I suspect those women knew this, and they knew how frightening it was. If there is life beyond death, well that’s wonderful: fall back or surge forward as you will - many of us will have years to work out what that means for you!
But if Jesus is risen – the world is a different place, all is changed, changed utterly! You cannot get married, or go to work on Tuesday, or be a citizen in the way that we might if Jesus was just wandering about preaching. Christ is risen! The world is a different place, and if you haven’t thought it through and situated yourself in relationship to that new reality, it should frighten the living daylights out of you and silence all of your current thinking and speaking, and planning.
The second reason is a pastoral one. Mark starts his gospel with a clear declaraton of his subject” Mk 1.1. Right from the beginning he is telling the story to convince you that Jesus is the son of God, risen and at work in the world. What he is writing for is your response, your faith, your taking up this story and becoming part of it. So in the great climax of the story he cuts it off. He cuts it abruptly like a serial that demands another episode, like those old Batman shows that cut to the break as Batman and Robin are about to die in some gruesome way that you know will never come to pass… Although the manuscripts don’t show it, it is as if the story ends with the four little dots that indicate there is more to come …. somewhere!
The early writers who supplied endings to the gospel were right: it’s a story that’s unfinished, a story that calls for completion, for rounding out, for taking up and extended into new places and new times. Of course such a story as this cannot be left in fear and silence. Although that is an entirely appropriate response to the mysterious power of Resurrection, the story can never end there. And it is up to you and to me, and to all the hearers of this story to carry it on.
Luke made this point by writing a second volume – the Acts, the story of the early church. The tradition of John’s gospel is carried on by three letters which apply the story of Jesus and model what following him means. Mark has the opposite approach. He cuts the story dead with this tantalising, terrifying word of resurrection: what will you do with it? How will you respond to it? What will you make of it in your life and your following of the Risen Lord? Mark wants us to write the next part of the story to take up the silence and the frightening, dazzling, glorious new world that resurrection offers, and shape into words, and acts, and faith.

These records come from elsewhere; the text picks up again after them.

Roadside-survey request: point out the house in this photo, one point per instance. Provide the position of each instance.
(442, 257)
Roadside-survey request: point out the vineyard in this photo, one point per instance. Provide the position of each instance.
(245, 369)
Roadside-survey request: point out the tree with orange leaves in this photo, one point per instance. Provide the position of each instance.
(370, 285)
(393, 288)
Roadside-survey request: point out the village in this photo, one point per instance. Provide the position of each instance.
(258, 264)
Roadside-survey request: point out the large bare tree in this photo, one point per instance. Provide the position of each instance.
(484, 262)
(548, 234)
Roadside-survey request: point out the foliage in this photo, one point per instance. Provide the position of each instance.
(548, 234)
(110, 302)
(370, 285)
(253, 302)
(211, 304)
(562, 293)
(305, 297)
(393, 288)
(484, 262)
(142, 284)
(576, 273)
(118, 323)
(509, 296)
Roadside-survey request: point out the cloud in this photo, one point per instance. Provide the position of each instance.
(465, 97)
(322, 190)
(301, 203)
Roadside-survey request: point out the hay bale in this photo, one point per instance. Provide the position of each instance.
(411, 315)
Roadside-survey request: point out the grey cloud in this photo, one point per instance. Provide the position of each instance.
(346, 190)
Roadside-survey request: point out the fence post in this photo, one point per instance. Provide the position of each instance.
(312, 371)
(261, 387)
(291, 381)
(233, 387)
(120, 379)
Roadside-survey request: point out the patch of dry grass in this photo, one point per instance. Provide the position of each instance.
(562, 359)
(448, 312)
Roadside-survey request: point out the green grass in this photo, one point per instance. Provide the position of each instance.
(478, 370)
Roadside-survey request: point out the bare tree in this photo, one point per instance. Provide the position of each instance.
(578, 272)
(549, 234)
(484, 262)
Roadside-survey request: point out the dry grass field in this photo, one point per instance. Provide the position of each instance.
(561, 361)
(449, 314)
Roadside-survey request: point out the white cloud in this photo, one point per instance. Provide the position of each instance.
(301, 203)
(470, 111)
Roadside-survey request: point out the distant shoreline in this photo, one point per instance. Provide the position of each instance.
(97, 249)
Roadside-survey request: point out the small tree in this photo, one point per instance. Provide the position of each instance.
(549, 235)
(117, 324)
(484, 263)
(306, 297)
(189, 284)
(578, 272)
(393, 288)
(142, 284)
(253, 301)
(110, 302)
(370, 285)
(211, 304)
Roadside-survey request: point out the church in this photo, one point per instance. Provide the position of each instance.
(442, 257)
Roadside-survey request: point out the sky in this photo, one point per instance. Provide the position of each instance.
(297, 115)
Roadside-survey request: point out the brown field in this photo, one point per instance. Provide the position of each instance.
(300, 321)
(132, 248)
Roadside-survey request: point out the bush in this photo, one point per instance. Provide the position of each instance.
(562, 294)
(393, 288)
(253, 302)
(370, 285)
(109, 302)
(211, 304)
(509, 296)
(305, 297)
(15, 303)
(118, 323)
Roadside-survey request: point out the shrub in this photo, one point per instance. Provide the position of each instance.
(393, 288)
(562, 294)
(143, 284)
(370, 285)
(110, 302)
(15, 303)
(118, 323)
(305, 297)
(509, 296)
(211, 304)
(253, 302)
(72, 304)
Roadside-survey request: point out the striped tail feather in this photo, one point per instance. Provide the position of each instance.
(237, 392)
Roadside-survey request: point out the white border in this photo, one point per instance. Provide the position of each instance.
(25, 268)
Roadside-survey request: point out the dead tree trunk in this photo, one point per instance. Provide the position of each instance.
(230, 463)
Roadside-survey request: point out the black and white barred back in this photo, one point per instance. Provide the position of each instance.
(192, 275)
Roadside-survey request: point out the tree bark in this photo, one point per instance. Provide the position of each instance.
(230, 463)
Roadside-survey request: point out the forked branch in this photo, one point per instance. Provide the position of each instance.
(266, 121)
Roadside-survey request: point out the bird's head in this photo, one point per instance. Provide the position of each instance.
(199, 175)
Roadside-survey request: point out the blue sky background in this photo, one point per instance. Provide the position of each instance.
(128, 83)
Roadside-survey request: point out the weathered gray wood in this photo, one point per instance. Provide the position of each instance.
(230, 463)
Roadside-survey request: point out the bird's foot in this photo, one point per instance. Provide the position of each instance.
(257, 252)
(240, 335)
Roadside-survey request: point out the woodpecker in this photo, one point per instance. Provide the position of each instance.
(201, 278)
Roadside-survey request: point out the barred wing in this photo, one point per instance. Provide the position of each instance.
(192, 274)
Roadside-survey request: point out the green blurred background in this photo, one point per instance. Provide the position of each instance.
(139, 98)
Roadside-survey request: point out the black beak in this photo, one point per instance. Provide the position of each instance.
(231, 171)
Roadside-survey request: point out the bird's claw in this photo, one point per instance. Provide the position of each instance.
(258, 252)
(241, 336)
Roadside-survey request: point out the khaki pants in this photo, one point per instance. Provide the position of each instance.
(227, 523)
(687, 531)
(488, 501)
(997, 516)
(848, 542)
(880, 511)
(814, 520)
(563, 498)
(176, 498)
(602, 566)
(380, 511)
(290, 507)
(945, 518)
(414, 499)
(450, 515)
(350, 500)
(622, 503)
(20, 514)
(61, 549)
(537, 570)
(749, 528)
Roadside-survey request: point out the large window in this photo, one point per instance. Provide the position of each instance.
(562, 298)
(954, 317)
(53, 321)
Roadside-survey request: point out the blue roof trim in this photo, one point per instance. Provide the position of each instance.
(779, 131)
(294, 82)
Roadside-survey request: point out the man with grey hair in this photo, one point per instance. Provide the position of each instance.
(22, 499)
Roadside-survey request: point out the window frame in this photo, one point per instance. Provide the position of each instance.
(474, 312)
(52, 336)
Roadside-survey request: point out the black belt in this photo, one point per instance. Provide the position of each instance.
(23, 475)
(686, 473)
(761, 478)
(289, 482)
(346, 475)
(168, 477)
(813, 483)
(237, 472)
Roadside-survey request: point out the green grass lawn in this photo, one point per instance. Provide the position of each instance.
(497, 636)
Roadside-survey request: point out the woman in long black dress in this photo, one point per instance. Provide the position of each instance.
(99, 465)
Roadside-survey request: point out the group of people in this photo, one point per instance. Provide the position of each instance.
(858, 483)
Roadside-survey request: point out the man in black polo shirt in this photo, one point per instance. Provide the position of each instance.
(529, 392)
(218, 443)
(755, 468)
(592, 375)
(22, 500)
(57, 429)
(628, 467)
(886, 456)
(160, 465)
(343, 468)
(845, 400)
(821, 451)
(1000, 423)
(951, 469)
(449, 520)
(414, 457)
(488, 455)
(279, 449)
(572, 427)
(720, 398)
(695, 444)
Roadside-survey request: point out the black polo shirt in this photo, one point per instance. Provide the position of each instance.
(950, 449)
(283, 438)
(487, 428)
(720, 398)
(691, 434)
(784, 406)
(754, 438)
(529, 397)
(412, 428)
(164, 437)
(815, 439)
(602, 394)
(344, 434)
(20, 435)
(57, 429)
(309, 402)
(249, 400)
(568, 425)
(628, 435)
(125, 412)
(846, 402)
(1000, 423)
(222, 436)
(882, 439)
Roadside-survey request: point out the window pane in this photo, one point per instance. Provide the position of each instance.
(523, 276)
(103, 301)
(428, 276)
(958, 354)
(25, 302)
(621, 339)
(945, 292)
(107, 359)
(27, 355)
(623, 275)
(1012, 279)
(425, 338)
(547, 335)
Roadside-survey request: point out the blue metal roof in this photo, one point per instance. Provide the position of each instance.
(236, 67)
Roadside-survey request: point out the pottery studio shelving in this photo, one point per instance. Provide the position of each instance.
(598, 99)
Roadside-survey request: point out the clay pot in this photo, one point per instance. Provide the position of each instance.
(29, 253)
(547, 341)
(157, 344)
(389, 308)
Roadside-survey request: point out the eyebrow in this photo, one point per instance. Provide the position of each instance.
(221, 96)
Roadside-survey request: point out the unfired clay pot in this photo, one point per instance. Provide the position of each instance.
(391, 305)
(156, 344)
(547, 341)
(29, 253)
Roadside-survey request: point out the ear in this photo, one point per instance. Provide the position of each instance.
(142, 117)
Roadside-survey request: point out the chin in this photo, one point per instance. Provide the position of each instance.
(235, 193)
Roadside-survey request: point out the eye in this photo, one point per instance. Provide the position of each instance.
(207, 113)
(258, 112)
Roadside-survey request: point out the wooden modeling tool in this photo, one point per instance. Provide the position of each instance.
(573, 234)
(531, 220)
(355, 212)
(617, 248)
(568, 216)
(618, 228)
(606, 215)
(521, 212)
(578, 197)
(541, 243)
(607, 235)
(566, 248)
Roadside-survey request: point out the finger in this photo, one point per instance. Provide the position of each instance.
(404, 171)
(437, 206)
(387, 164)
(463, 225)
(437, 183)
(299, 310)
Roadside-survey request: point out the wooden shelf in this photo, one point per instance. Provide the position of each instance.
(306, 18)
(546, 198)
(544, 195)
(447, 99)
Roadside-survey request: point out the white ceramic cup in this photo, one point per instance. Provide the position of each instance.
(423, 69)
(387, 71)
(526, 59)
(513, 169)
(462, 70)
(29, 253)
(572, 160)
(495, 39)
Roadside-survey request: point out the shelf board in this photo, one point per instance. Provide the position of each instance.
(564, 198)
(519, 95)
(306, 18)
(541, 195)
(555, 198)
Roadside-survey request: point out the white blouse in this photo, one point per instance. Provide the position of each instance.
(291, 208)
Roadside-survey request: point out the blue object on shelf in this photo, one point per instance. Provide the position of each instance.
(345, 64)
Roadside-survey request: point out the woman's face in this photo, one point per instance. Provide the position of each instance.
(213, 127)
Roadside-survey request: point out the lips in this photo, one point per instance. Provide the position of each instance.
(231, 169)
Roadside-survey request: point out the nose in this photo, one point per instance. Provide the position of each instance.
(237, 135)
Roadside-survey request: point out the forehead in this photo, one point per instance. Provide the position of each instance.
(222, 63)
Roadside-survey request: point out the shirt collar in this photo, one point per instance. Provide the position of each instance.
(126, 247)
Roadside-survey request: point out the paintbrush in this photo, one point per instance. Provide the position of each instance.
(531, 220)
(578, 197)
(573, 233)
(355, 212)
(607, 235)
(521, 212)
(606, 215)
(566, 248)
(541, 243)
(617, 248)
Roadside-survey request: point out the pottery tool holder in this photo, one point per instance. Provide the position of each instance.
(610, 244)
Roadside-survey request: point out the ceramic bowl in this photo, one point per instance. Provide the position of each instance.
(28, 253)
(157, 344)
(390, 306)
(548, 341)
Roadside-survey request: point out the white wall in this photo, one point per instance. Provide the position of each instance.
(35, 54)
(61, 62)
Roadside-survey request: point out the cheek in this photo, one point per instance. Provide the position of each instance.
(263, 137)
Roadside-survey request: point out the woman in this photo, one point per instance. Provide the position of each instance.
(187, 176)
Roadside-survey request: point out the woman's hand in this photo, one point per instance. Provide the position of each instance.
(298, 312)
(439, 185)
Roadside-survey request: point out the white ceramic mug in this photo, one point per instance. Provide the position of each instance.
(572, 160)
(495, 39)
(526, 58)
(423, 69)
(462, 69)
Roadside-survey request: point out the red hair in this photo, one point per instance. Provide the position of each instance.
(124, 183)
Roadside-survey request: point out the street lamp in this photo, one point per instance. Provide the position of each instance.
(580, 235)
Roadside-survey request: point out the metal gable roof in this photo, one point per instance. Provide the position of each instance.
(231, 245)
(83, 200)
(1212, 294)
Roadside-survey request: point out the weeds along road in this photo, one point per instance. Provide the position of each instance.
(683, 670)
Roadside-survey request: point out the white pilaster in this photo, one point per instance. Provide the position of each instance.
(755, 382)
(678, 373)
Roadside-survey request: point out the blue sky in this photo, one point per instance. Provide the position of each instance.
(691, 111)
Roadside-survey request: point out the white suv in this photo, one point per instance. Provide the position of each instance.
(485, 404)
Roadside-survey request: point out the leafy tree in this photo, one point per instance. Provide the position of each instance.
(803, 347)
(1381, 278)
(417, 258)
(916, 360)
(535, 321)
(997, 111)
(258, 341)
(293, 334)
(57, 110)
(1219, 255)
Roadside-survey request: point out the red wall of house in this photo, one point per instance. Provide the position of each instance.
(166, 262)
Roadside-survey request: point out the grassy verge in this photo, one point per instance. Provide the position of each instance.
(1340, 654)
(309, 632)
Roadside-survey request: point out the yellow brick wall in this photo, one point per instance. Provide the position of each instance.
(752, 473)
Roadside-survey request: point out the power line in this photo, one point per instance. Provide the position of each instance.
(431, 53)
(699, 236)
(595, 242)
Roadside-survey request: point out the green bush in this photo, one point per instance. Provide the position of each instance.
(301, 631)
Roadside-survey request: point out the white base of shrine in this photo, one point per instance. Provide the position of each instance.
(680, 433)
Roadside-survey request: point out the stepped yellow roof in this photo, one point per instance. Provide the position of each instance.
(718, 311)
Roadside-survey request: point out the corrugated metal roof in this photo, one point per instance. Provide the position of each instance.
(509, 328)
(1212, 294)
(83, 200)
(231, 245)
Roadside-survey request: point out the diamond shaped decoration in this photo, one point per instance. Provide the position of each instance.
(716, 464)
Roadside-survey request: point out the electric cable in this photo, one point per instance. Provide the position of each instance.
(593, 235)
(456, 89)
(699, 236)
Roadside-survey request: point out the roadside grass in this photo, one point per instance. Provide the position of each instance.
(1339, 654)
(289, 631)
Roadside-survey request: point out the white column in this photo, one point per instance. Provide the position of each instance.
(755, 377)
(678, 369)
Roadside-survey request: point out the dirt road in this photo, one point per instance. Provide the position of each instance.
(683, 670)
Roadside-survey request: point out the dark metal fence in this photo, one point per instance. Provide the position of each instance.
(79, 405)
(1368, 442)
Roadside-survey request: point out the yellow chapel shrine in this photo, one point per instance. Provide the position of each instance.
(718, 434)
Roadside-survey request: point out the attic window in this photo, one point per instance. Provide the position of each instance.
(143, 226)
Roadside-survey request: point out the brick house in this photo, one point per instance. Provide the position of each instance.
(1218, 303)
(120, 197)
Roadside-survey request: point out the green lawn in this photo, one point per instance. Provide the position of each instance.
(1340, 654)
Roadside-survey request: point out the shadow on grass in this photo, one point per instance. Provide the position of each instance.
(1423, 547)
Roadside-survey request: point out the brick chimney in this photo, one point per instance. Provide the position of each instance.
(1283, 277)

The wonderful thing about this gospel is not just ‘a shorter ending’ and ‘a longer ending’ there are thousands of endings as the silence and amazement at what this actually means for human life yields in thousands of followers to the wonder and joy of what that new world that resurrection brings might mean for them. All the broken ends, the violence and injustice with which we live, have been healed. The impossibilities we live with have to be reconsidered, reappraised, in the light of this great possibility. All the world and how we lived is changed, changed utterly by the affirmation at the heart of all Christian faith. Christ is risen! He is risen indeed!